Brandon Jewett is a commercial pilot who, in his spare time, flies his Douglas DC-3, a propeller-driven plane that was used to transport troops during World War II.

"If you were driving your car versus driving a motorhome, this is like driving a motorhome," Jewett said during a recent brief tour of the aircraft. The cockpit is appropriately retro.

"So this is our main instrument panel here," he said. "But here's our whiskey compass, front and center if you will."

Whiskey compass is one of the originally required basic instruments that every single airplane must have. (Photo: CGTN)
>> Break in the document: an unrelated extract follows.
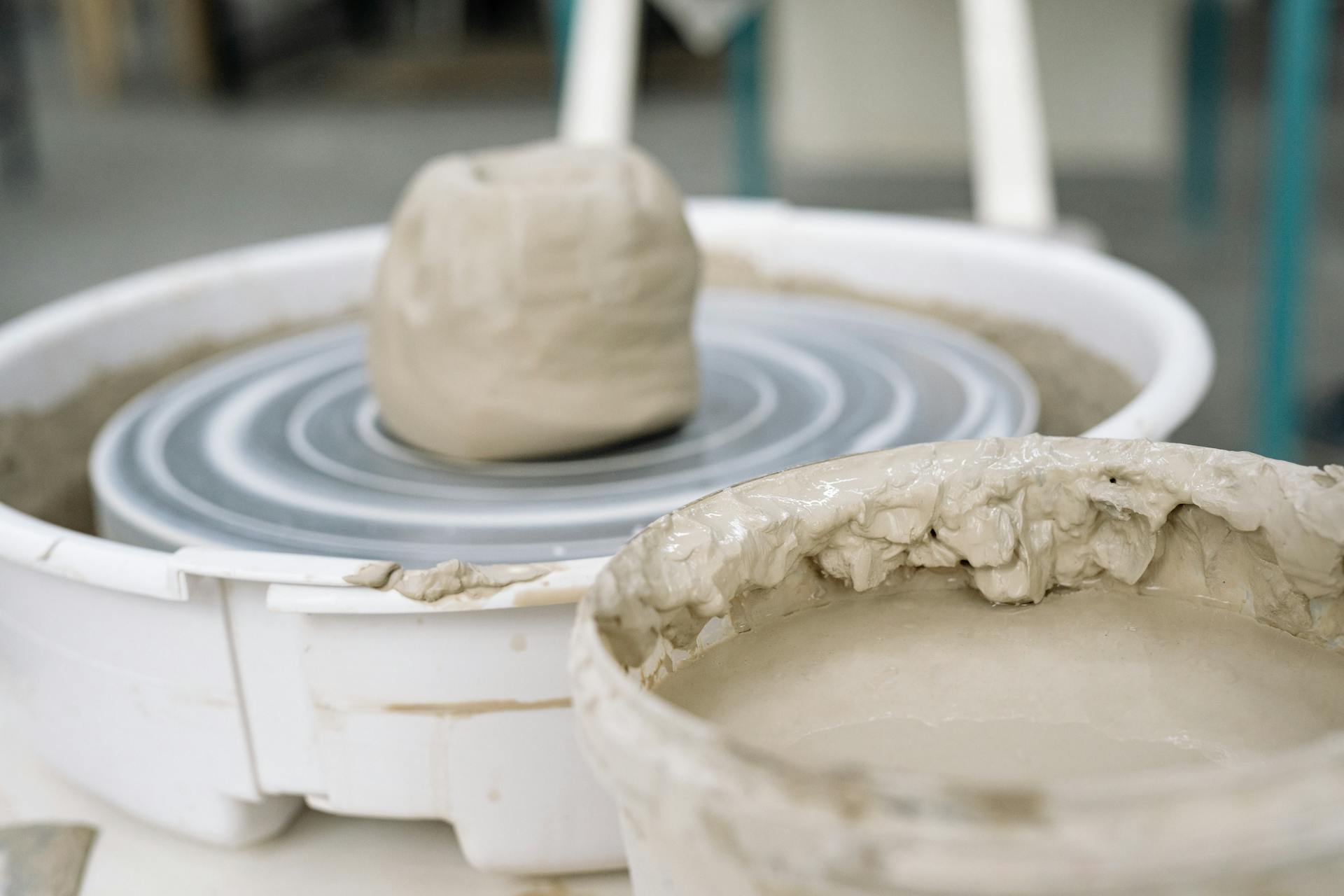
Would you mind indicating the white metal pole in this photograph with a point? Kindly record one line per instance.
(597, 105)
(1011, 172)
The whiskey compass was named for the alcohol that once lubricated these devices. Even today, in this high-tech and GPS-driven age, the compass remains an indispensable tool for pilots.

"And to this day, it is one of the originally required basic instruments that every single airplane must have," Jewett said.

Most compasses use Earth's magnetic field to tell us which way is north. The problem is the magnetic North Pole has always had a hard time staying in one place. In fact, it was moving at the rate of 10 to 15 kilometers per year from the Canadian Arctic towards Siberia. Then in the 1990s, it sped up to 55 kilometers per year.

"I find it spectacular that the speed increased that much in such a short period of time," said Arnaud Chulliat, a research scientist with the University of Colorado Boulder. He said the move was likely caused by the flow of liquid iron deep inside the Earth's core.

"These motions generate most of the Earth's magnetic field, and they're also responsible for variability of this magnetic field," Chulliat said.

Gradually, the Siberian sprint, as it's been called, has made the navigational maps used by airlines and ships out of date.

"Where it becomes critical for a pilot is if you were trying to navigate with an old chart," Jewett said. "You'd have inaccurate information."

In February, scientists released an emergent update to the World Magnetic Model that aids global navigation. And over time, airports have had to rename runways that were named for their magnetic heading.

"They've all had to renumber the runways, re-index them, because it's changed that much," Jewett said.

The polar drift has even led to speculation that a weakening magnetic field might lead the North and South Magnetic Poles to flip spots. That last happened 780,000 years ago. No signs of that just yet.

"I don't think there's any reason for particular concern," Chulliat said.

Jewett has updated his compass. It's an instrument pilots can't do without.

"There's endless aviation stories of how the compasses saved their life," Jewett said. "You know, helped them find where they were going."

As for where the North Pole is going? It's anyone's guess.